Take the Pledge out of the public elementary schools. It would be much more at home in community colleges and state universities -- it should come out of the mouths of adults. Otherwise, just eliminate it across the board.
Admin
Posted on Thursday, June 27, 2002 - 1:21 pm:   Edit PostPrint Post

true, it's all about perspective.

I was raised in Berkeley and thereabouts, which is NOT a good case study. heh. it really was all "free to be you and me" ... hence my current attitude.

but had it been more prevelent or thrust upon me, I'm sure I would feel different, and would have reacted differently at the time.
_Blackjack
Posted on Thursday, June 27, 2002 - 1:17 pm:   Edit PostPrint Post

In kindergarted, I was rapped on the knuckles with a ruler by my teacher for not knowing the Lord's Prayer. This was at a South Carolina public school, a solid decade or more after school prayer was supposed to have been abolished. I had no idea what I was supposed to have done wrong, let alone that my rights were being violated. All I knew is what the teachertold me, which was that I was supposed to know this prayer and say it.

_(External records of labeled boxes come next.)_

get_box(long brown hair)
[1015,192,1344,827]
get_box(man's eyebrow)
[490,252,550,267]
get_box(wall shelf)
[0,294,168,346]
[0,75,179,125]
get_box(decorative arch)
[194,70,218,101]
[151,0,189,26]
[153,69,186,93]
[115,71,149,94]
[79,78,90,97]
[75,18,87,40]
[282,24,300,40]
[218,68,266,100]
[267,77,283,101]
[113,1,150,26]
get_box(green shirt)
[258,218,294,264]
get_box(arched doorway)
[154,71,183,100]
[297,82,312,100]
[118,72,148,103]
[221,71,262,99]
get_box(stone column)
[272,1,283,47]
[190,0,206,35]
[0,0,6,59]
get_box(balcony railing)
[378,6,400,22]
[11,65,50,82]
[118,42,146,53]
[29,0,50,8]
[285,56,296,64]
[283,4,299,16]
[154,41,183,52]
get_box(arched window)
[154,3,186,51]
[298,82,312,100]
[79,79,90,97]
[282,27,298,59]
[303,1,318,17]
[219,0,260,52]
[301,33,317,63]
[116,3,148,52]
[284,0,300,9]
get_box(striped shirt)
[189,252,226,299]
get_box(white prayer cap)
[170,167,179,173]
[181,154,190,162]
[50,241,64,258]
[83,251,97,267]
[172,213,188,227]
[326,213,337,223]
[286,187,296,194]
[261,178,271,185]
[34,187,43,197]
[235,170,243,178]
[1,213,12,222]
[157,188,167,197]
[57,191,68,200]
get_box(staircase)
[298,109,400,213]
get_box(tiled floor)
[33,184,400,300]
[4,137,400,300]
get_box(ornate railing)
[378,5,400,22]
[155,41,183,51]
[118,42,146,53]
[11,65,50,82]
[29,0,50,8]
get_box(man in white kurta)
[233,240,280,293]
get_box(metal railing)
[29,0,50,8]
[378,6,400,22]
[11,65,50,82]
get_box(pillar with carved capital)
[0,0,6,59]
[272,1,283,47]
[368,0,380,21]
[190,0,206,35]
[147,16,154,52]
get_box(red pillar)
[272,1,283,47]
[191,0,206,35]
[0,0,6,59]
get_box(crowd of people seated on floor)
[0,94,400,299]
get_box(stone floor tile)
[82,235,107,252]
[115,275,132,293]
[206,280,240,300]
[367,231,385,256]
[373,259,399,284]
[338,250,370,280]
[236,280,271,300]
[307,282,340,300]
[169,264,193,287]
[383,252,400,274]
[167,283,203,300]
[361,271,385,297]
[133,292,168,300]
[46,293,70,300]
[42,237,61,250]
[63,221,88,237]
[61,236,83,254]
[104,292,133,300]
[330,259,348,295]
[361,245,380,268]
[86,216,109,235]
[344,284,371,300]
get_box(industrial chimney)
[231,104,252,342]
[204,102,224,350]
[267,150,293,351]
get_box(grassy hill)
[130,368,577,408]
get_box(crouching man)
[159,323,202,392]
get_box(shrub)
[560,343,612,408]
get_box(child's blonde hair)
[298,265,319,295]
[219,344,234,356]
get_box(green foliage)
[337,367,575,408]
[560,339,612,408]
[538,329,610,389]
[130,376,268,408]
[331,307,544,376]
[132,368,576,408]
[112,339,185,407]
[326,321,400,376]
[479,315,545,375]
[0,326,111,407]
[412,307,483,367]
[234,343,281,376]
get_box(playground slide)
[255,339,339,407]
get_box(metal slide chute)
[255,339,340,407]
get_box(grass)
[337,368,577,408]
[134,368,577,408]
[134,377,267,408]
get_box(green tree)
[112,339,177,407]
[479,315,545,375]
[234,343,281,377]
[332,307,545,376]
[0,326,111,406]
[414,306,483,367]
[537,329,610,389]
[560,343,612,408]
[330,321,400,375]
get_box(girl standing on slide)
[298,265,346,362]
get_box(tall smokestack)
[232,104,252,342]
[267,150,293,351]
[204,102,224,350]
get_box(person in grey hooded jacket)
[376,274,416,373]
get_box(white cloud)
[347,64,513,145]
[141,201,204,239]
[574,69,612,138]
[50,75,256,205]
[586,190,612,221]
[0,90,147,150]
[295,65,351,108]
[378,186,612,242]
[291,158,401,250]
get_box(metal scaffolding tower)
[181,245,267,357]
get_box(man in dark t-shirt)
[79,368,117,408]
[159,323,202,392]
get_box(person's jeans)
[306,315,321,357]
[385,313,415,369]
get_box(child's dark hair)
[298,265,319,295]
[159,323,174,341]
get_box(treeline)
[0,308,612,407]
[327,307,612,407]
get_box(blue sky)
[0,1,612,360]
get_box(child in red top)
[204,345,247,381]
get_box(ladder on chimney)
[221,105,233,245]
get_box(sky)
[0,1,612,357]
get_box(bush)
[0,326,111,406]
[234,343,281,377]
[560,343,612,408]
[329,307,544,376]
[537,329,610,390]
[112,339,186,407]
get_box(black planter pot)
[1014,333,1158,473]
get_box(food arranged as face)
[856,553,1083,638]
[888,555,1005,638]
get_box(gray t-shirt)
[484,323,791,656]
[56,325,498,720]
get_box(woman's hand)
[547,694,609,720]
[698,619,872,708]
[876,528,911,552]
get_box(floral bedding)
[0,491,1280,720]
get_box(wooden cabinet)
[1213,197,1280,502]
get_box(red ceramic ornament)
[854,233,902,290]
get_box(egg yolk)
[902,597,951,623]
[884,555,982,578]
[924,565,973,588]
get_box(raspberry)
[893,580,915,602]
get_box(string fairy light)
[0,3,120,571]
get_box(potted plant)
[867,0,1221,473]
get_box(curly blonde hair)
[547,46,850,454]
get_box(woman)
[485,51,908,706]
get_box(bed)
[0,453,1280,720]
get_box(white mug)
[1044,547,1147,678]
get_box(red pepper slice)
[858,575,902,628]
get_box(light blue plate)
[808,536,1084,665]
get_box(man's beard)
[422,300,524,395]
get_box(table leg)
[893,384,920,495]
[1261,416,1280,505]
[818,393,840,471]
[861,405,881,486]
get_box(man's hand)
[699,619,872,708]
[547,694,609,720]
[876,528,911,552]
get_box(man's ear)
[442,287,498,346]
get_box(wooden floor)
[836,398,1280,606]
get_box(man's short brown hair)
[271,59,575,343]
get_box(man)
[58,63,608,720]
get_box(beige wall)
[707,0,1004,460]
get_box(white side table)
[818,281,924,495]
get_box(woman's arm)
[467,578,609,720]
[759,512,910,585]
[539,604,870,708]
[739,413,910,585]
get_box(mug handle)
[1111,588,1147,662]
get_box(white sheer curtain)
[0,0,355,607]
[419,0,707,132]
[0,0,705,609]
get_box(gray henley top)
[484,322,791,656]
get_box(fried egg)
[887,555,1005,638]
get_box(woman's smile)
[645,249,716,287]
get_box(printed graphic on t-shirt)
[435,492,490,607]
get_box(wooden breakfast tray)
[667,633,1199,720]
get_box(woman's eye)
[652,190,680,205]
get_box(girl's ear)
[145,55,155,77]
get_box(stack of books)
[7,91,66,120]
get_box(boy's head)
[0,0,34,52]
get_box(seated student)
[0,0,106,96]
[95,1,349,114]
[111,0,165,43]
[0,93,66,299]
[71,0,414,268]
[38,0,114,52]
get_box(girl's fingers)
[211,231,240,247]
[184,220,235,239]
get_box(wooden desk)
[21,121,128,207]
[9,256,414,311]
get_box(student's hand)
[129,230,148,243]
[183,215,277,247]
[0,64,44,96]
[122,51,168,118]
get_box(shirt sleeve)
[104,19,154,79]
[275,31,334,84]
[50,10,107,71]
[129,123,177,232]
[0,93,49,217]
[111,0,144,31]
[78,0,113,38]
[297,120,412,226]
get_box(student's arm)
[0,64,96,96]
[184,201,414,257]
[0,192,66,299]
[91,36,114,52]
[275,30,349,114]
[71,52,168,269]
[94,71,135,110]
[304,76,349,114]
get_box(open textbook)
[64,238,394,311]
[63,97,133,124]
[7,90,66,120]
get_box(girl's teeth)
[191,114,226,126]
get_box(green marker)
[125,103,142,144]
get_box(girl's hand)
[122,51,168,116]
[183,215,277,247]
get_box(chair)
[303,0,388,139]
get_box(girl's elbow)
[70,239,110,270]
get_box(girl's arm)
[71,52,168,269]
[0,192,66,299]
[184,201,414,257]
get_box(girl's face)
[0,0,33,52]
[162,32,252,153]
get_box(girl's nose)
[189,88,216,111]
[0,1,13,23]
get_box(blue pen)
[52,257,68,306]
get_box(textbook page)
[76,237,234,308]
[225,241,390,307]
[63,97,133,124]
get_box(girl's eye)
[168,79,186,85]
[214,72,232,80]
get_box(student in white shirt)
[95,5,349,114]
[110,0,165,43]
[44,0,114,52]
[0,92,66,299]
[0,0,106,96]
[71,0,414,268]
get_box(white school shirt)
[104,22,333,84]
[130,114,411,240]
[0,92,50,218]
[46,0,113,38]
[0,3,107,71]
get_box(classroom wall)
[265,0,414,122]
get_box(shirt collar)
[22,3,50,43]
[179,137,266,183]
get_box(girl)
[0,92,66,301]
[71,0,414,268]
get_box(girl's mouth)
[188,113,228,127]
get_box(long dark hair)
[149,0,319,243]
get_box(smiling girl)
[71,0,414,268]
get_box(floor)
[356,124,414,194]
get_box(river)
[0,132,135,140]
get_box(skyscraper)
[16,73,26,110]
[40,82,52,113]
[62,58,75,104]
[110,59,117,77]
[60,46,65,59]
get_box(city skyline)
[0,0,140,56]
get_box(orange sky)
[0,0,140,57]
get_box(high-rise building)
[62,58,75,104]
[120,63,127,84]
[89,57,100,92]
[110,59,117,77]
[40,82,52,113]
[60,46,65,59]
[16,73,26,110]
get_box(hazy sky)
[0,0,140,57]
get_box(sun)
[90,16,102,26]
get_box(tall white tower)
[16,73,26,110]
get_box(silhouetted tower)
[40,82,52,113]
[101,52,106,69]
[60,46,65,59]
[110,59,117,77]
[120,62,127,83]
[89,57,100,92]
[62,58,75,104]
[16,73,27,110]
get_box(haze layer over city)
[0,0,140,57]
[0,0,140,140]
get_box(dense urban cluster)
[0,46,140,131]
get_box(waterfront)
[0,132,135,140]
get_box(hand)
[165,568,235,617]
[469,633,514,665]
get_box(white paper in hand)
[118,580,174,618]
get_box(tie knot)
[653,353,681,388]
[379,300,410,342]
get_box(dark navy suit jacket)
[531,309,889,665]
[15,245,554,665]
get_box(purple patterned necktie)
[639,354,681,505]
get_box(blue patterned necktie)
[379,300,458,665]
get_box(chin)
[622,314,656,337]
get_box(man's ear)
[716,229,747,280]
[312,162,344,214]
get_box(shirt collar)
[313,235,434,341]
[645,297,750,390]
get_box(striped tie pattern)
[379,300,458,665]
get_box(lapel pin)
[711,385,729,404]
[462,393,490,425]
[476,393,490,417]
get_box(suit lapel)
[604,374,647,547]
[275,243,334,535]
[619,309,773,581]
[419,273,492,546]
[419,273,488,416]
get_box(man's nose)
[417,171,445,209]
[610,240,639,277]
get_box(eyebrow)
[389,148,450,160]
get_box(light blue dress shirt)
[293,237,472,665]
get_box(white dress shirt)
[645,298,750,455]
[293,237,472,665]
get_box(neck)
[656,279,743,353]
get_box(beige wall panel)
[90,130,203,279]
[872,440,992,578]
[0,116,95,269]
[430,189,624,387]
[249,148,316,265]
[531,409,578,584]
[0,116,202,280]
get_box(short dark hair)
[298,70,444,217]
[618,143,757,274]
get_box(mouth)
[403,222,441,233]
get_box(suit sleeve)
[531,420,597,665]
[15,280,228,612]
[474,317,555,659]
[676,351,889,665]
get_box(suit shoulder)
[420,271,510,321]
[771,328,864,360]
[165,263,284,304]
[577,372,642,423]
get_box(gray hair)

Obviusly, this is a worst-case scenario. My later experiences were more typical: other students made fun of me for not praying during the mandatory "moment of silence" in Virgina Beach public schools, and I was singled out for refusing to say the pledge.

These weren't deep violations of my civil liberties, but there is no good reason that I should have had to put up with such things. A less obstinate kid would probably have just given in and gone through the motions, just to avoid causing trouble. I think we need to have a compelling reason before we place kids in that kind of situation, and so far nobody has come up one.